ONE - On-device Neural Engine
Loading...
Searching...
No Matches
Core

Runtime Core is a compilation/execution engine for neural network models.

Modules

Runtime Core has four modules. These are namespaces as well as directory names in /runtime/onert/core/src/.

  • ir stands for Intermediate Representation which contains Neural Network Graph data structures
  • compiler converts IR to an executable format
  • exec is an execution module which is the result of a compilation
  • backend is an interface for memory management for operands and actual calculation of operations

Module ir

This module contains data structures of pure Neural Network models. The models from NN Packages or NN API are converted to these structures.

  • Subgraphs is the entire neural network model which is a set of subgraphs
  • Subgraph consists of operands and operations
  • Operand (a.k.a. Tensor) has a shape, data type, data and references to operations
  • Operation (a.k.a. Operator) has operation type, params, and references to operands

Operand and Operation are nodes of the graph, and the reference relationship between them is the edges of the graph.

Subgraphs represents the whole model. A model can have more than one Subgraph to support control flow operations. Those operations make calls to another subgraph and when the execution on another subgraph is done it gets back to previous subgraph execution with returned operands.

All graphs are a DAG so once model inputs are given we can run it in topological order.

Here's a figure of how those data structures are organized.

Core

Module compiler

Compiler is the main class of this module. Everything starts from it.

What it does is making models executable. It schedules execution order and assigns a backend for each operation. Here are major phases of compilation.

1. Lowering

In Lowering, Compiler assigns a backend for each operation. It means that the operation will be run with the assigned backend's kernel.

There is a scheduler that allows the user to manually specify backends via compiler options. There is another scheduler that automatically assigns backends based on profile information measured in advance and saved.

2. Tensor Registration

Each backend manages its tensors. In this phase, operand informations get registered to the corresponding backend. This will be used in generating tensor objects.

Q. What are the differences between 'operand' and 'tensor'?

In ONE runtime, 'operand' refers to an operand in a neural network model. While 'tensor' includes all 'operand' info plus actual execution info like actual buffer pointer. In short, 'operand' is for ir, 'tensor' is for backend.

3. Linearization (Linear Executor Only)

Linearization means sorting operations in topological order. It saves execution time since it is not needed to resolve the next available operations after every operation at execution time.

It also makes plans for tensor memory. It can save some memory space by reusing other operands' space that does not overlap lifetime. All allocations are done at compile time (after 4. Kernel Generation) which saves execution time too.

4. Kernel Generation

'kernel' here means an implementation of the actual calculation of an operation.

A backend is assigned for each operation. In this phase, a kernel for each operation is generated.
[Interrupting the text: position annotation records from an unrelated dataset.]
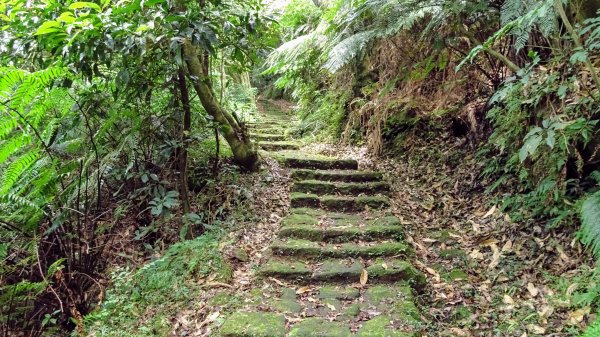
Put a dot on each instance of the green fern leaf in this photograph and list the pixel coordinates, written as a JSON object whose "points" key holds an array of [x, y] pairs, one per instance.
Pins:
{"points": [[590, 223], [593, 330]]}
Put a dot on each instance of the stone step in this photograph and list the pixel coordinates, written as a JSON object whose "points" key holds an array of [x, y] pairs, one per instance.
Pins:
{"points": [[315, 250], [346, 188], [279, 145], [337, 203], [294, 159], [338, 234], [336, 175], [329, 311], [261, 137], [342, 271]]}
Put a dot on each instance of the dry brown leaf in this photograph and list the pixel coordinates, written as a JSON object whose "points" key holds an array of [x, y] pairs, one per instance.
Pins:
{"points": [[578, 315], [536, 329], [276, 281], [571, 289], [364, 277], [303, 290], [507, 246], [533, 290], [495, 257], [490, 212]]}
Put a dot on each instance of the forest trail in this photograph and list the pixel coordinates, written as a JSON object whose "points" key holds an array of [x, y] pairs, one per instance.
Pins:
{"points": [[338, 265]]}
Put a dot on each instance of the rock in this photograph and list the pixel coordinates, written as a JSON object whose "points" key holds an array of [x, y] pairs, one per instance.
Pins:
{"points": [[253, 324]]}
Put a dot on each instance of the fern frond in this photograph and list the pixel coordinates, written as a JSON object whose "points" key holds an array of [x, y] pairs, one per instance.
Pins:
{"points": [[347, 50], [16, 169], [590, 223], [592, 330]]}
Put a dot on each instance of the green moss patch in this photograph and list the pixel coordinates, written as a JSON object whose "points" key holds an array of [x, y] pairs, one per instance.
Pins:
{"points": [[253, 324], [285, 269], [338, 270], [339, 292], [317, 327], [336, 175], [380, 327], [396, 270]]}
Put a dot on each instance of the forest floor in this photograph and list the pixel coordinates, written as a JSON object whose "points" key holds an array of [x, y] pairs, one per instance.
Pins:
{"points": [[311, 270]]}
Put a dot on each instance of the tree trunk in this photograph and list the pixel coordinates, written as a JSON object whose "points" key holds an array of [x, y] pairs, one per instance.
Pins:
{"points": [[185, 130], [244, 152]]}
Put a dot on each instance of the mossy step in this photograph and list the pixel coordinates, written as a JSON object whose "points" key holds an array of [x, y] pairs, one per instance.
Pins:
{"points": [[279, 145], [342, 233], [337, 203], [336, 175], [294, 159], [343, 270], [347, 188], [319, 327], [261, 137], [314, 250], [253, 324]]}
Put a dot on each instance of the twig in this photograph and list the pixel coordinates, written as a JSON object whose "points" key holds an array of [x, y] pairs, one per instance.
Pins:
{"points": [[39, 263]]}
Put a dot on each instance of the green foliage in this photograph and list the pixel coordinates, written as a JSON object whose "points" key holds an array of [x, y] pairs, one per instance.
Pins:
{"points": [[144, 302], [592, 330], [590, 223]]}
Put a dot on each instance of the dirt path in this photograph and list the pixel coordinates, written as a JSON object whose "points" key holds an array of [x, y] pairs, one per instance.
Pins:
{"points": [[339, 266]]}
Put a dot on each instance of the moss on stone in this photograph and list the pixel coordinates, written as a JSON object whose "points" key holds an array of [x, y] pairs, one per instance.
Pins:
{"points": [[352, 311], [304, 200], [450, 254], [339, 292], [253, 324], [285, 269], [307, 211], [299, 219], [297, 248], [337, 203], [396, 270], [338, 270], [375, 202], [286, 305], [380, 327], [348, 188], [386, 221], [336, 175], [406, 312], [318, 327], [279, 145], [456, 275]]}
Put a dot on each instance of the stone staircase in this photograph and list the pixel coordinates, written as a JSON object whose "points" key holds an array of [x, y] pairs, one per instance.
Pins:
{"points": [[338, 266]]}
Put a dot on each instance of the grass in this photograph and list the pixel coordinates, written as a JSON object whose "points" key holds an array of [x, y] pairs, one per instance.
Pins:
{"points": [[144, 302]]}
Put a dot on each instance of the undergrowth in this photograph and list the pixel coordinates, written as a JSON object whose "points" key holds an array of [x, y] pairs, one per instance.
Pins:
{"points": [[144, 302]]}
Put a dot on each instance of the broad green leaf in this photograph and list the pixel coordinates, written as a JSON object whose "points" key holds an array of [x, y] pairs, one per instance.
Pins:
{"points": [[530, 146], [84, 4], [590, 223], [48, 27]]}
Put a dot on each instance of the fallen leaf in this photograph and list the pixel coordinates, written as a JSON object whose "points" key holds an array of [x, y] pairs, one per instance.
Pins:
{"points": [[536, 329], [302, 290], [276, 281], [507, 246], [533, 290], [577, 316], [571, 289], [495, 257], [490, 212], [508, 300], [364, 276]]}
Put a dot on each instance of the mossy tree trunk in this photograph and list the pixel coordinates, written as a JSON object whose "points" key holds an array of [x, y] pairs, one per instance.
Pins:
{"points": [[244, 151]]}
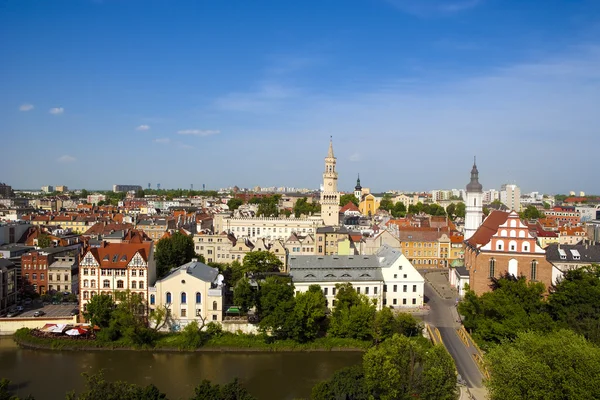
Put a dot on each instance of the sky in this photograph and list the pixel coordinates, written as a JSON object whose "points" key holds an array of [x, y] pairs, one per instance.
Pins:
{"points": [[236, 92]]}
Let's say we have some functions written in a certain programming language. Then its compiler compiles each function into a chunk of assembly. Here 'function' is like 'operation' and 'assembly' is like 'kernel'.

5. Create Executor

With generated tensors and kernels, the compiler creates executor objects. There are 3 types of executors: Linear, Dataflow, and Parallel. Linear executor is the default executor and Dataflow Executor and Parallel Executor are experimental.

For more about executors, please refer to the Executors document.

Module exec

exec stands for 'execution'. As a result of the compilation, Execution class is created. This class manages the actual execution of the model inference. Here is a typical usage of this class.

  1. Resize input size if needed
  2. Provide input and output buffers
  3. Run the inference in either synchronous or asynchronous mode
  4. Check out the results which are stored in output buffers provided earlier

Module backend

Backends are plugins and they are loaded dynamically (via dlopen). So this module is a set of interface classes for backend implementation. compiler can compile with a variety of backends without knowing specific backend implementation.

Backend interface classes are mostly about memory management and kernel generation. For more, please refer to the Backend API document.